Gorsuch was equally dismissive of the government’s argument that historical laws regulating the conduct of “habitual drunkards” could form a justification for this sort of modern gun control prosecution. “The habitual drunkard laws on which the government relies here differ dramatically from [the federal] unlawful user provision on every single metric the government invites us to consider,” Gorsuch wrote. “They targeted different kinds of people, did so for different purposes, and operated in different ways. Whether any one of these problems taken in isolation would prove fatal to the government’s cause, we need not decide. Taken cumulatively, we hold, they certainly do.” And, Gorsuch added, “apart from pointing to habitual drunkard laws, the government has not even attempted to prove that any other specific historical principle might justify its prosecution in this case.”

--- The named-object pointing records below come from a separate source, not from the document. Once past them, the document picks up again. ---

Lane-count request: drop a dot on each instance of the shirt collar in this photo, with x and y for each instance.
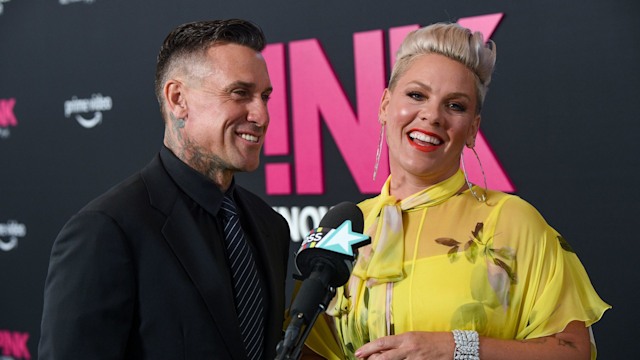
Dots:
(197, 186)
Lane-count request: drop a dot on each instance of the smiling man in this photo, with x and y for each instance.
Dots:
(178, 261)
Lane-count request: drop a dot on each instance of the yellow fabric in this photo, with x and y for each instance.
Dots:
(495, 267)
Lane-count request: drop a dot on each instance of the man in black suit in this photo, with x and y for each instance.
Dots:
(143, 271)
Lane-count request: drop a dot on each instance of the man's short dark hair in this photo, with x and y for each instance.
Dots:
(198, 36)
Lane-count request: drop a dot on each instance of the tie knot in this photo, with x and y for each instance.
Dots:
(228, 206)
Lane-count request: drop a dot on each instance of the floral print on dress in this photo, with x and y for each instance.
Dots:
(493, 268)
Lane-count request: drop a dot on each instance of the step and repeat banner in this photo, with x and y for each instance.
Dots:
(560, 123)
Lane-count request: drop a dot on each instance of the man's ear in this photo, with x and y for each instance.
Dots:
(174, 96)
(473, 132)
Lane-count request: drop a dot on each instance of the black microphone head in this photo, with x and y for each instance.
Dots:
(342, 212)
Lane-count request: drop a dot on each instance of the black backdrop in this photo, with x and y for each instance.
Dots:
(561, 117)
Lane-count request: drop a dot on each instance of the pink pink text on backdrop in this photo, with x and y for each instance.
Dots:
(14, 345)
(7, 117)
(316, 94)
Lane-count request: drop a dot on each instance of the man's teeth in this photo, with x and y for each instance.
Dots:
(249, 137)
(424, 137)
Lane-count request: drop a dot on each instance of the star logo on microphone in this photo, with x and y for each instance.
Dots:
(343, 240)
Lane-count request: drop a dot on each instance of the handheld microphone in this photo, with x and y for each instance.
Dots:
(325, 261)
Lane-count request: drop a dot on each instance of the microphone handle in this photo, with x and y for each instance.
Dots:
(312, 299)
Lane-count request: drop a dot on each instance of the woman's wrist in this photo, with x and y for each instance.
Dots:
(467, 345)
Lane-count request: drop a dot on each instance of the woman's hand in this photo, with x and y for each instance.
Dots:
(410, 345)
(571, 343)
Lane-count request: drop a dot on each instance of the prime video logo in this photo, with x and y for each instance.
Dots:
(9, 234)
(2, 5)
(90, 108)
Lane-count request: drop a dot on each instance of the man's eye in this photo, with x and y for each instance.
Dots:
(240, 93)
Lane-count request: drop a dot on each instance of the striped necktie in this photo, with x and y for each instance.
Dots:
(248, 293)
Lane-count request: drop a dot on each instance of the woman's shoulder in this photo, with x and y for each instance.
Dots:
(367, 205)
(514, 209)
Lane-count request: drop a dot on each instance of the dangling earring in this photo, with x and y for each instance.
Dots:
(481, 197)
(378, 152)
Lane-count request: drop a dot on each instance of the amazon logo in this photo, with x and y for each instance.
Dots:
(88, 112)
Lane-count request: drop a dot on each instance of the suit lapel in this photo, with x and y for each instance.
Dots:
(202, 259)
(259, 233)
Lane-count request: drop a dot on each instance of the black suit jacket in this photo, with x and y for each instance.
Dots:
(132, 277)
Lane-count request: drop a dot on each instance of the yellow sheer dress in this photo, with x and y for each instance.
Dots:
(496, 267)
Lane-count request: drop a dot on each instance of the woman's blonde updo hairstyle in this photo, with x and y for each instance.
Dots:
(455, 42)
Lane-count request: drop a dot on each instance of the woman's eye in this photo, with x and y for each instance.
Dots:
(415, 95)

I expected the federal government to lose this case, given the current Supreme Court’s generally hawkish stance on the Second Amendment. But I am somewhat surprised by just how overwhelming the government’s loss turned out to be. Gorsuch’s majority opinion was joined in full by Chief Justice John Roberts and Justices Clarence Thomas, Sonia Sotomayor, Brett Kavanaugh, Amy Coney Barrett, and Ketanji Brown Jackson. Meanwhile, Justice Samuel Alito, joined by Justice Elena Kagan (an unusual pairing to say the least), wrote separately in concurrence to say that they would have ruled for Hemani “on a different ground from those on which the majority relies.”

In short, all nine justices agreed that the federal government’s prosecution of this particular nonviolent marijuana user for possessing a gun violated the constitutional right to keep and bear arms. To call this decision a huge win for the Second Amendment would be an understatement.